At A Loss

This is hard. Really freaking hard. So hard that I stared at this screen and didn’t know how to get started. I’ve got so many emotions running through my brain and I really don’t know how to get them out or even make sense of them. One moment I feel like crying, the next I feel like punching something, the next I just shrug my shoulders and think “oh well”.

I’m sick again.

I haven’t been feeling great for the last couple of weeks. My gut has been cranky. My mood has been off. I generally have not been myself. Guess these are the signals that my body is getting ready to rebel and take over.

I don’t really know what else to say. I’m slowly learning that life with ulcerative colitis is a roller coaster. At least I can be happy in that I did make the most of the healthy times I’ve had. I managed a remission from September until the middle of May and I did a lot in this time: cyclo-cross racing, commuting to work, skate skiing, snowshoe running, spending lots of quality time with friends and family and simply enjoyed life.

So damn frustrating. I have no idea how long this flare will last or if it will get really “bad”. Time will tell I guess.

What I really hate about this whole thing is the way it impacts Marc.
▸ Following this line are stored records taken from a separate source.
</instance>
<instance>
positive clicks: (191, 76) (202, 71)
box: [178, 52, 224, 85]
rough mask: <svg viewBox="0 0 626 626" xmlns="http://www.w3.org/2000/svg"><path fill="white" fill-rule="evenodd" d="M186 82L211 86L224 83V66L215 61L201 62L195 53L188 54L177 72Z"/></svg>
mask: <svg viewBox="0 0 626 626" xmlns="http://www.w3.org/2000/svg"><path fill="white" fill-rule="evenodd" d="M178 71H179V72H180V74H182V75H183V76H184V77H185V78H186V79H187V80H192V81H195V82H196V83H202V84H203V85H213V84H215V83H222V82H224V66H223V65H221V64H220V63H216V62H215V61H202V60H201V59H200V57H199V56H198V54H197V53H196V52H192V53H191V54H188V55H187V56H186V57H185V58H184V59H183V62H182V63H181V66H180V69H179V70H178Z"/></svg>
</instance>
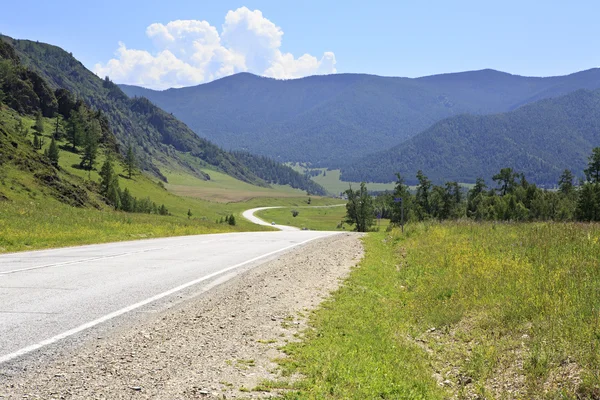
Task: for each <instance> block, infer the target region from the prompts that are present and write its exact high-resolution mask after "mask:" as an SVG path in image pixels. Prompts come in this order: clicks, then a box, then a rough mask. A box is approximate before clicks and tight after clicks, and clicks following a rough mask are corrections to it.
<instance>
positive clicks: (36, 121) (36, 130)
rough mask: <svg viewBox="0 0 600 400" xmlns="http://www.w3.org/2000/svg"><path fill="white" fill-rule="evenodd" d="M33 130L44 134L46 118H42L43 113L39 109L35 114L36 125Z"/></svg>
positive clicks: (38, 132) (39, 133) (34, 125)
mask: <svg viewBox="0 0 600 400" xmlns="http://www.w3.org/2000/svg"><path fill="white" fill-rule="evenodd" d="M33 130H34V131H36V132H37V133H38V134H39V135H43V134H44V119H43V118H42V113H41V112H39V111H38V112H37V113H36V115H35V125H34V126H33Z"/></svg>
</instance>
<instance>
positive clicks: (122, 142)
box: [2, 36, 324, 193]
Last season he was stressed out and worried about me and this wasn’t good for his health and riding. And now here we are again. I don’t want this to impact his racing, riding, training and well-being – it just isn’t fair that two people have to be dragged down by it.

Okay, now I’m crying so I have to stop writing. Just promise me that you do something fun and awesome today.

2 thoughts on “At A Loss

  1. I’m so sorry, Vicki. I hope you’re able to get back to remission ASAP. I know how you feel when you have to consider the stress it causes to others in your life. Just do whatever it takes to get healthy again.

  2. Hi Kim
    Thanks so much for the kind and thoughtful words. Fingers crossed that this doesn’t last long. I hope you’re doing well.